Saturday, December 22, 2012

What motivates children to learn?

 By: Linda Warren

Every child learns a little differently.  It would be convenient if each child fit into one of the traditional learning styles, such as visual learner, kinesthetic learner, or auditory learner.  The truth is that each child is a unique combination of these learning styles as well as other points in their personalities that make their learning style unique to each child.

Learning styles tend to explain how a child learns.  Visual learners like to see the educational material demonstrated, they tend to like learning on the computer.  Kinesthetic learners need to touch and feel to learn, they like to build models. Auditory learners learn best when hearing the information presented.  Besides having a way that they like to learn each student has a reason, a motivation, why they learn.

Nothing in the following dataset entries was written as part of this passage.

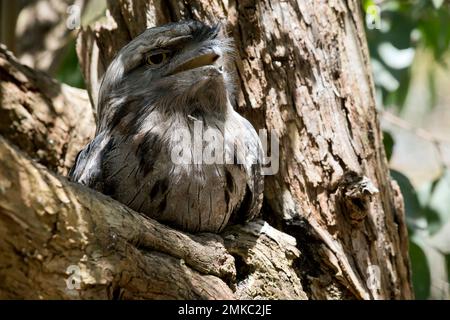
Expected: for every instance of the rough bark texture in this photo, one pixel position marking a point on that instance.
(48, 225)
(338, 229)
(51, 122)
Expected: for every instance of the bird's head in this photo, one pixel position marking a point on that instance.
(173, 66)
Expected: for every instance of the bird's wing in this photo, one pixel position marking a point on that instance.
(87, 169)
(252, 165)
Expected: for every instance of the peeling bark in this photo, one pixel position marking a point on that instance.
(337, 228)
(49, 121)
(48, 225)
(304, 73)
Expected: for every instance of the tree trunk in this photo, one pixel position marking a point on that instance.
(338, 220)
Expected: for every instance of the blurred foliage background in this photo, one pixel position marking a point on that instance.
(409, 46)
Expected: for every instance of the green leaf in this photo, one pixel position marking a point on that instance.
(437, 3)
(388, 142)
(412, 205)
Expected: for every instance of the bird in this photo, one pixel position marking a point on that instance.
(157, 93)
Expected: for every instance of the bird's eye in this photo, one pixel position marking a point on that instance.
(157, 58)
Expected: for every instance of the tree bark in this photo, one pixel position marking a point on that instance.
(304, 73)
(338, 228)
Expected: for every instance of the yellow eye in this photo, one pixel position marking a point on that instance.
(157, 58)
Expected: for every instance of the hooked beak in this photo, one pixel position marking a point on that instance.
(197, 62)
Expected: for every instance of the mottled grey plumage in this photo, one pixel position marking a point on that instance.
(140, 109)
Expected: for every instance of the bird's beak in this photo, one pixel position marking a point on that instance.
(197, 62)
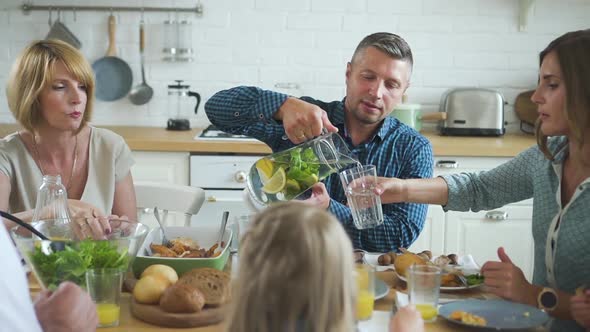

It is important to take advantage of not only the way the child learns, but what motivates the child to learn.

Some children learn what is put before them because they feel some sense of obligation to do what they are told to do.  For these children it doesn’t seem to matter how the material is presented, but that the material is presented. Sometimes these children are called compliant learners.  They do not seem to need external rewards to learn unless you consider the approval of adults as a reward.

Other children seem to need a more tangible reward.  Some athletes are examples of this.  They do the school work because the end result is that if they do their schoolwork they are allowed participation in their chosen sport.  An example might be football players who must maintain a “C” average to be allowed to play in the
game on Friday night.

There are things that are considered rewards, and for each child there is a different reward that is important. Some children are motivated by rewards that are internal.  They learn because it gives them pleasure, or
they are driven to know more about a subject, or they are driven to learn to know more than other children, in a sense to become an expert.  There is a set of children who learn for the joy of accumulating knowledge; in a sense the knowledge itself is the reward

Some children are motivated by the act of completion.  For example, each chapter in science is an exercise to be completed.  When they finish the chapter, they have checked off some mark, and are ready to begin the
next chapter, so that they can complete it.  For that child, the reward is the check mark, not necessarily the
knowledge gained.

Grades are another important reward. Receiving the praise for the grades or the gaining attention for grades can be a reward and a motivator.

It is important to find out what the motivator is for your child.   External rewards, internal rewards, accolades,
privileges, or simply the joy of learning can all be powerful motivators.  Once you find the right combination of
motivating rewards for your child you will better understand what inspires them to learn.  In combination with learning styles, motivational styles can help you get the most learning into your child, with the fewest drawbacks.